The NBA has a foul problem.
In recent years, NBA officials have rewritten the rulebook, hoping to eliminate offensive players lunging into a jumping defender and, more recently, penalize take fouls (fouls on would-be open runs to the basket). These changes come from a surface-level view of the NBA — essentially reducing fouls that look funky — without looking at what combination of factors leads to more fouls. Understanding the combination of factors that lead to fouls can allow the NBA to create rule changes that truly reduce fouls and, in turn, increase pace of play.
Data & Methods
The data used in this project required quite a bit of cleaning. I used play-by-play data of 500 regular season games from the 2019–2020 NBA season. Given that the original play-by-play data has one row for every event in a basketball game, condensing the data into a usable form was essential. To do this, I first counted the counting stats as they appeared in the data, adding columns for how many steals, blocks, fouls, etc. had occurred so far. I then took the first value of every minute to further reduce the data without losing much information. To account for time-based differences in counting stats, I converted each of the counting stats to frequencies. This ultimately provided a dataset with a response variable (future foul frequency) and a number of frequencies and shooting percentages as explanatory variables.
The full set of explanatory variables includes counting stats (points, assists, rebounds, steals, blocks, etc.) and shooting percentages (broken into 2- and 3-pt shots), time remaining, score differential, technical fouls, and past foul frequency. My response variable is future foul rate, defined as the number of fouls in the remainder of the game divided by the time remaining.
I used several different methods, starting with a basic linear regression before doing LASSO, random forest, and XGBoost models. I personally like the predictive power of XGBoost, and find that it can be much more interpretable than similarly powerful methods through SHAP scores. XGBoost did more accurately predict foul rates, so the graphs and insights below come from the XGBoost model.
What Factors Lead to Higher Foul Rates?
The model used the below graph of SHAP scores to predict future foul rate. As a brief explainer: SHAP scores assign an importance value to each feature in the model. In this graph, minute is the most important variable, followed by score differential and foul frequency to that point in the game. Each dot represents a row in the testing dataset, with its values captured by the colors — purple representing a high value and yellow a lower value.
Fouls Are Predictable — But Not Removable
The biggest drivers of higher foul rates are also the two biggest drivers of intensity — a low point differential (more fouls occur in a close game) and middle-to-low time remaining (more fouls are expected during the middle of the game).

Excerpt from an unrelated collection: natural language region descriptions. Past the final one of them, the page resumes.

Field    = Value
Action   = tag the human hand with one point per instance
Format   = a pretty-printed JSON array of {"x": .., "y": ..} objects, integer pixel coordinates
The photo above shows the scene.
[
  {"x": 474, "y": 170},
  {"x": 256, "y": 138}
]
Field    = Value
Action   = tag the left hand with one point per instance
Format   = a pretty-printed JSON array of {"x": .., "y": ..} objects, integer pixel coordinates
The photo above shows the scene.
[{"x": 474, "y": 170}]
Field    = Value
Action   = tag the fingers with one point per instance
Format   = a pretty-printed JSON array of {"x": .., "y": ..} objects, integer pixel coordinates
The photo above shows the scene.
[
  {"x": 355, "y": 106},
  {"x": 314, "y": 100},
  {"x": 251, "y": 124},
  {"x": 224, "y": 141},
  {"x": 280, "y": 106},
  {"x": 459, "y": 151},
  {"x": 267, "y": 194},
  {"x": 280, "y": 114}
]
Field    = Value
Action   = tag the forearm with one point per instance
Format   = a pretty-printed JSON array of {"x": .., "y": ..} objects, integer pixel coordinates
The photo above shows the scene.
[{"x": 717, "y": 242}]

The start of a game and the last few minutes (when many games are already decided) see the fewest expected fouls.
Expect the most fouls in fast-paced games (those where more shots are being taken) and games with active defenders (higher steal frequency correlates with higher foul frequency). Further, games which have seen a lot of fouls will continue to have a lot of fouls as the game continues to unfold.

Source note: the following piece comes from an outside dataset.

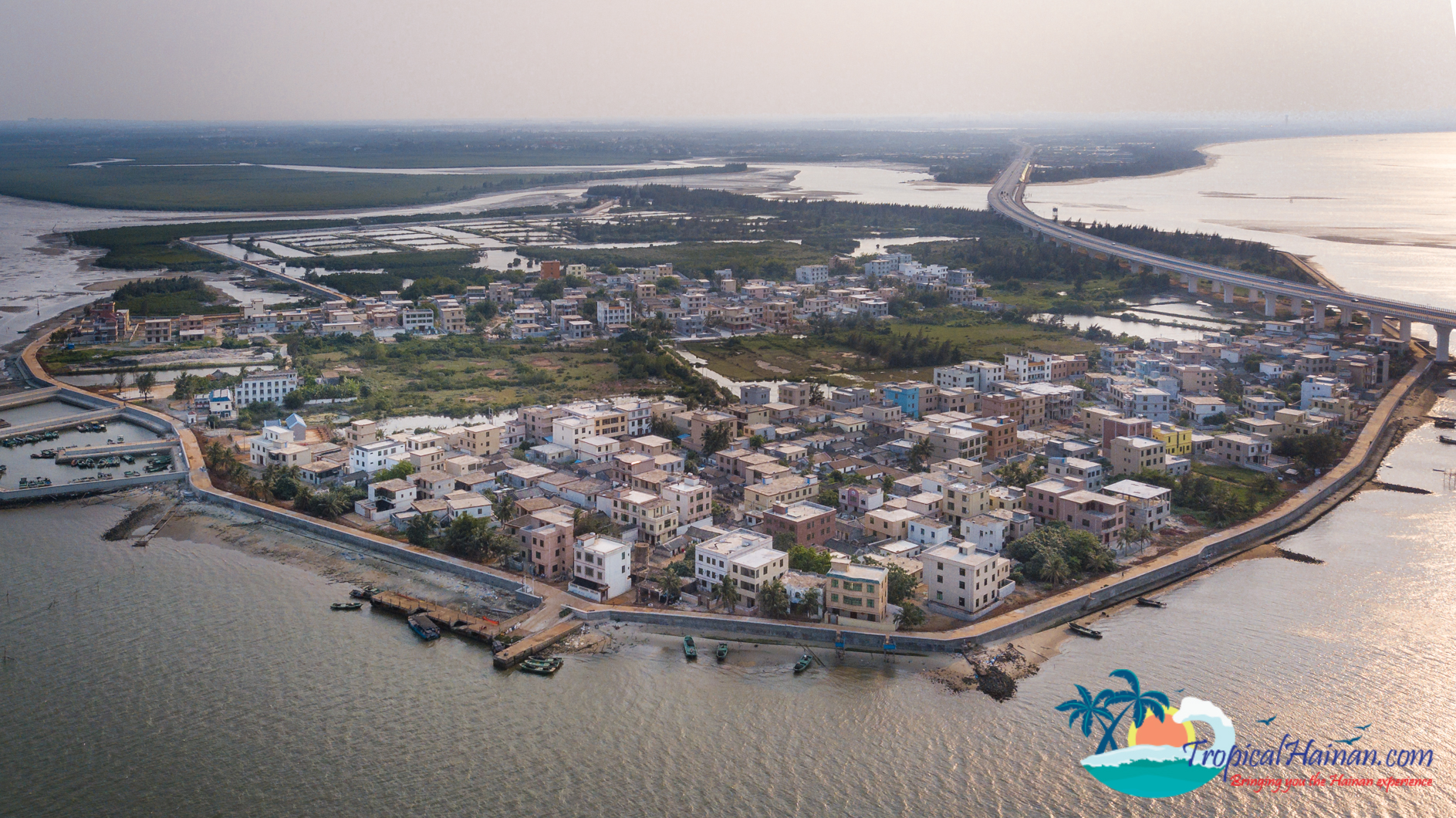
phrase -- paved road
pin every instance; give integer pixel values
(1006, 198)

Interestingly, many of the factors I looked at were not predictors of foul rate at all. Technical fouls have no impact on the number of fouls called despite theoretically serving as a tranquilizer for misbehaving players and coaches. Blocks, assists, and rebounds (either offensive or defensive) proved to have no impact on foul frequency. Teams shooting well — or poorly — from anywhere on the court is also not a harbinger of higher foul rates.
What This Means for the NBA
The NBA's foul problem might be here to stay — and it will show up the most under the brightest lights, when games are the most intense.
Refs could anticipate the increased intensity (in playoff games, rivalry games, and nationally broadcast games) and call fewer fouls throughout the game, but this could be unpopular for fans of players known to create — and benefit from — a lot of contact by driving to the basket.